The Los Angeles Daily News wrote: "Not since Roman Polanski's Bitter Moon [1992] has a film offered such a pessimistic, mean-spirited vision of sexual relations as a brutal go-for-broke power struggle in which there are only two roles: victim and tormentor. Where Bitter Moon was shot through with a dark, Freudian humor and the sense of it all being a nasty practical joke, Two Deaths strains toward a heavy metaphorical resonance. ... In a role one can imagine George Sanders would have relished, Gambon plays Daniel with such a disarming lightness that he is charming, despite his actions. The complicated responses his performance evokes lend the film a moral complexity that prevents the central equation from seeming thuddingly glib. Two Deaths gives a new and ugly meaning to cliches exalting 'the power of love'."

The Hollywood Reporter wrote: A disturbing and fascinating glimpse into the human psyche, Two Deaths is a masterful concoction from director Nicolas Roeg. ...[who] has energized it with thematically apt dynamics. Colour-wise, it's a dank blend of muted tones, indicative of its perverse slants, and musically, it's an assemblage of astringent sounds, again dead on to its under-layers.

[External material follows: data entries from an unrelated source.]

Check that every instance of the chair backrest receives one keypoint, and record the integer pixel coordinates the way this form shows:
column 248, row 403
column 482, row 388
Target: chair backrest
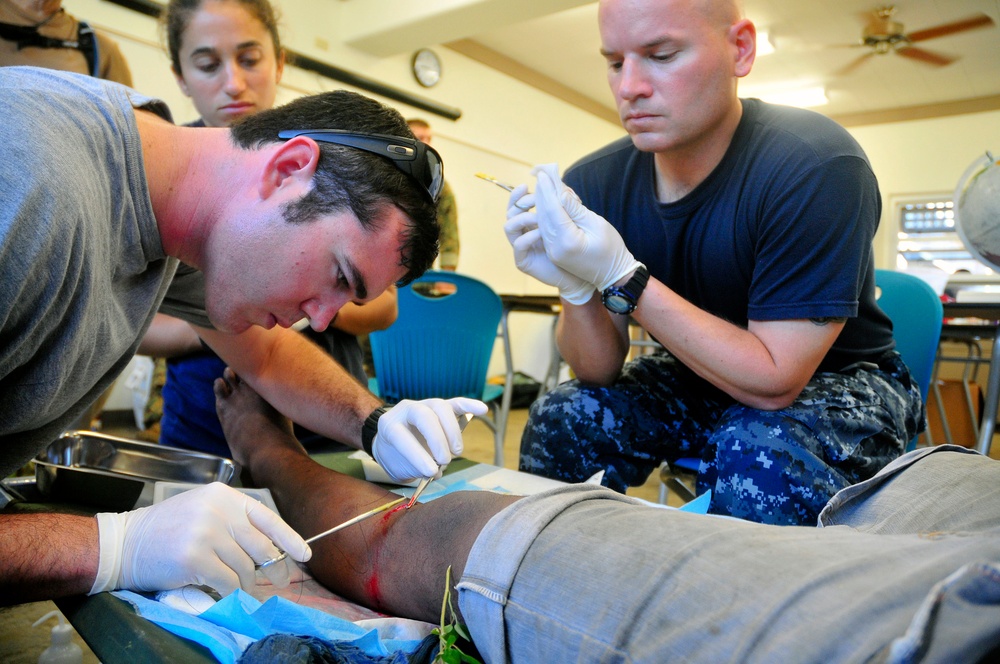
column 916, row 313
column 439, row 346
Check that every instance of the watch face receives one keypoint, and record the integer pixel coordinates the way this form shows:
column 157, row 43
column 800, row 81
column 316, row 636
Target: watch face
column 617, row 303
column 426, row 67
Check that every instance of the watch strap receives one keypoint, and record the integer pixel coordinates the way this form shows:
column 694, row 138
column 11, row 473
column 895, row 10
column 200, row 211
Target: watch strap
column 631, row 290
column 370, row 429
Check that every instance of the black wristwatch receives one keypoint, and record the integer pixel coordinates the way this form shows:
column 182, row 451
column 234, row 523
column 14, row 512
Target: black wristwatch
column 370, row 429
column 623, row 299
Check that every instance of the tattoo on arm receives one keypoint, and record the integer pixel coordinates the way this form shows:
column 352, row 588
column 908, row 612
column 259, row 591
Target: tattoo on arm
column 827, row 320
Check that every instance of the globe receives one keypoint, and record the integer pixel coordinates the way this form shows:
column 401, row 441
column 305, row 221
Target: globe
column 977, row 210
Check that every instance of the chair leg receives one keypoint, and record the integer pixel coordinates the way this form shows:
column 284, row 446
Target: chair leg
column 670, row 480
column 498, row 434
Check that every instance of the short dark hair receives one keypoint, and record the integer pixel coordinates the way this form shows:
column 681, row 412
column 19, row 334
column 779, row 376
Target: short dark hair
column 177, row 16
column 351, row 179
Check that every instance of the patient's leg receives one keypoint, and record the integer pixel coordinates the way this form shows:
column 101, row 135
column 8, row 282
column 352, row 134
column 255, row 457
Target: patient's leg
column 395, row 562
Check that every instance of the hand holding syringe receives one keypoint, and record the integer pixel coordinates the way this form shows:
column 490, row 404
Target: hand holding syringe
column 529, row 248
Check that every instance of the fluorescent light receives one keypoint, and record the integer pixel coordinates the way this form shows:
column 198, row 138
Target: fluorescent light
column 805, row 97
column 764, row 45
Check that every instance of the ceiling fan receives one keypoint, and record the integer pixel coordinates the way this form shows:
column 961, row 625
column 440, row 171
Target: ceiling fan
column 883, row 35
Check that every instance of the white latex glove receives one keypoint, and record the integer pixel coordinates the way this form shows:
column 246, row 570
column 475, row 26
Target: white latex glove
column 529, row 251
column 209, row 536
column 576, row 239
column 417, row 439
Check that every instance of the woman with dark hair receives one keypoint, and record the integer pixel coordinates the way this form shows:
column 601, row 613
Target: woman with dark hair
column 227, row 57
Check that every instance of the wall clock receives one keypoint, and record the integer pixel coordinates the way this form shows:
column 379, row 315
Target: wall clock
column 426, row 67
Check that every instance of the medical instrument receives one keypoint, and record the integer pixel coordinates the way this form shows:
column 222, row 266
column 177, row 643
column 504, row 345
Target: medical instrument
column 502, row 185
column 418, row 160
column 490, row 178
column 349, row 522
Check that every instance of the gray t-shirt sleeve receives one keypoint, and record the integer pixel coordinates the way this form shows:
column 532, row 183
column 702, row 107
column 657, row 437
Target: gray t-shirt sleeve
column 186, row 297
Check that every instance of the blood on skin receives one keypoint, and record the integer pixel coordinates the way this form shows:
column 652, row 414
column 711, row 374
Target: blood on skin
column 372, row 584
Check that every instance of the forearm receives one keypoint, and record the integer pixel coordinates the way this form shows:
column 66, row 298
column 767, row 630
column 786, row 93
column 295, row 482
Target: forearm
column 46, row 555
column 378, row 314
column 395, row 562
column 591, row 341
column 764, row 367
column 299, row 380
column 169, row 337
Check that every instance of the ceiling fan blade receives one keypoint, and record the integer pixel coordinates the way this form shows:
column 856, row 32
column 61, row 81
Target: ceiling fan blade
column 927, row 57
column 853, row 65
column 971, row 23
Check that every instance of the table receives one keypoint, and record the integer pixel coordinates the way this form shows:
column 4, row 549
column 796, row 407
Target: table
column 116, row 634
column 538, row 304
column 989, row 312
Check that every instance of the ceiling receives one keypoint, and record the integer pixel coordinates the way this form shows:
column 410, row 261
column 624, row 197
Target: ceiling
column 556, row 47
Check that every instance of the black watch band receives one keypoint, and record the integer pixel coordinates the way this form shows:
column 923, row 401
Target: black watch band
column 622, row 300
column 370, row 429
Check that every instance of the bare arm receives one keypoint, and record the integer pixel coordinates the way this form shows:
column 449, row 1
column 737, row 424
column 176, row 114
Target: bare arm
column 302, row 381
column 169, row 337
column 378, row 314
column 394, row 563
column 765, row 365
column 45, row 555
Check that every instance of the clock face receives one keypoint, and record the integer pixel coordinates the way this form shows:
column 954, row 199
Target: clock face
column 426, row 67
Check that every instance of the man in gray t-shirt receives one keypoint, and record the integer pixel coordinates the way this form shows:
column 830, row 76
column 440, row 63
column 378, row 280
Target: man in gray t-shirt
column 102, row 196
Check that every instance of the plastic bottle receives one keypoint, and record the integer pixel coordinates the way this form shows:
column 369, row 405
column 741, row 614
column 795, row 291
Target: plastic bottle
column 62, row 650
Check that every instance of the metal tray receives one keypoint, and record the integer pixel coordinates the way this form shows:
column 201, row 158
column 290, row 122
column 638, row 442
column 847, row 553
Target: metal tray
column 110, row 472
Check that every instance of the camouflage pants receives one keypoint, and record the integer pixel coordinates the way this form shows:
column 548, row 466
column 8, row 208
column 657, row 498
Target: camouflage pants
column 778, row 467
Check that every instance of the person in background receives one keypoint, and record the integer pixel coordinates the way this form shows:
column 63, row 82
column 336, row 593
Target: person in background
column 447, row 209
column 739, row 235
column 40, row 33
column 901, row 568
column 227, row 57
column 283, row 222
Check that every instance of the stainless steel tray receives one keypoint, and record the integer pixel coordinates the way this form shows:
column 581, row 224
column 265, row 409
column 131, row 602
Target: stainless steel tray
column 110, row 472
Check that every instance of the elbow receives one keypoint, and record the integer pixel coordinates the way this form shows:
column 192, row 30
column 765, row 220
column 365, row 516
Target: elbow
column 777, row 399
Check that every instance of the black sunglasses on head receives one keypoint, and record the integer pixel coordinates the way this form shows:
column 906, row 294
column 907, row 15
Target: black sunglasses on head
column 418, row 160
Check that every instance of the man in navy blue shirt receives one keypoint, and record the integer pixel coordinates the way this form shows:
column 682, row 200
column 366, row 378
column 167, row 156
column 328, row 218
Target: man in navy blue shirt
column 738, row 234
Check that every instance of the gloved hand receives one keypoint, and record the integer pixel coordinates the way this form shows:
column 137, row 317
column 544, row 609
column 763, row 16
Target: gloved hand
column 529, row 252
column 417, row 439
column 208, row 536
column 576, row 239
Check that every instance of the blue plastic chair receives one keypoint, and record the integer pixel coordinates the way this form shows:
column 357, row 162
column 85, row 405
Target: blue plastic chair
column 916, row 313
column 440, row 346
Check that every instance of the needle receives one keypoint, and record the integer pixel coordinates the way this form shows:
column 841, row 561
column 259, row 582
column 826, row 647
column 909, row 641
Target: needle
column 490, row 178
column 502, row 185
column 349, row 522
column 420, row 489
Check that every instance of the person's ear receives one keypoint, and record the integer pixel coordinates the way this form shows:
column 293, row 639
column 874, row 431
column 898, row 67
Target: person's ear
column 743, row 36
column 281, row 67
column 180, row 82
column 292, row 162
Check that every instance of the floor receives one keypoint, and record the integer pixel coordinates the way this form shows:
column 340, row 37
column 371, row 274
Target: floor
column 22, row 644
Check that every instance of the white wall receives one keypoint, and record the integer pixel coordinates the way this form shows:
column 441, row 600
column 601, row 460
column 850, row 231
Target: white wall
column 505, row 128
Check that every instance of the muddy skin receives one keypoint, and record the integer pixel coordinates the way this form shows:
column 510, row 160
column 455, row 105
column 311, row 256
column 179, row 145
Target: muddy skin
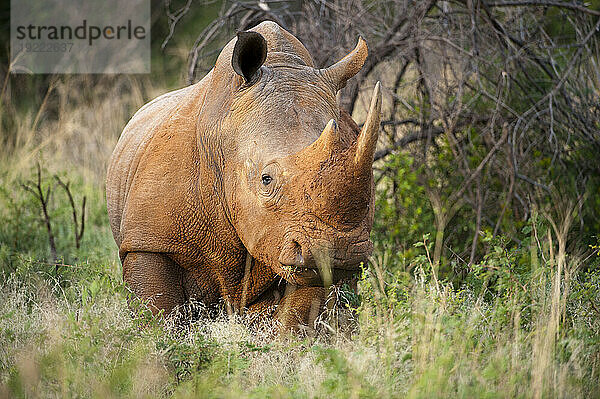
column 250, row 187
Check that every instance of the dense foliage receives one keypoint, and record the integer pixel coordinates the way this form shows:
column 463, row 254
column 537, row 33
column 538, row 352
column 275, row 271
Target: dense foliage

Variety wrote: "When director Nicolas Roeg is on his game, there are few contemporary filmmakers who can (or would want to) match his ability to reveal his characters' fears, phobias and descents into brutality and madness. ... While his gruelling new psychological drama Two Deaths does boast virtually all of the hallmarks of Roeg's peculiar canon, the pic's tough, bleak material will severely limit B.O. appeal. Roeg's ability to stitch together seemingly unconnected strands of story and minute visual details once again shines in Two Deaths. ... [his] unique sensibility and technical proficiency never have been stronger, from his intricate, baroque investigations of Pavenic's house, courtesy of cinematographer Witold Stok and production designer Don Taylor, to his hand with the actors, all of whom are chillingly effective."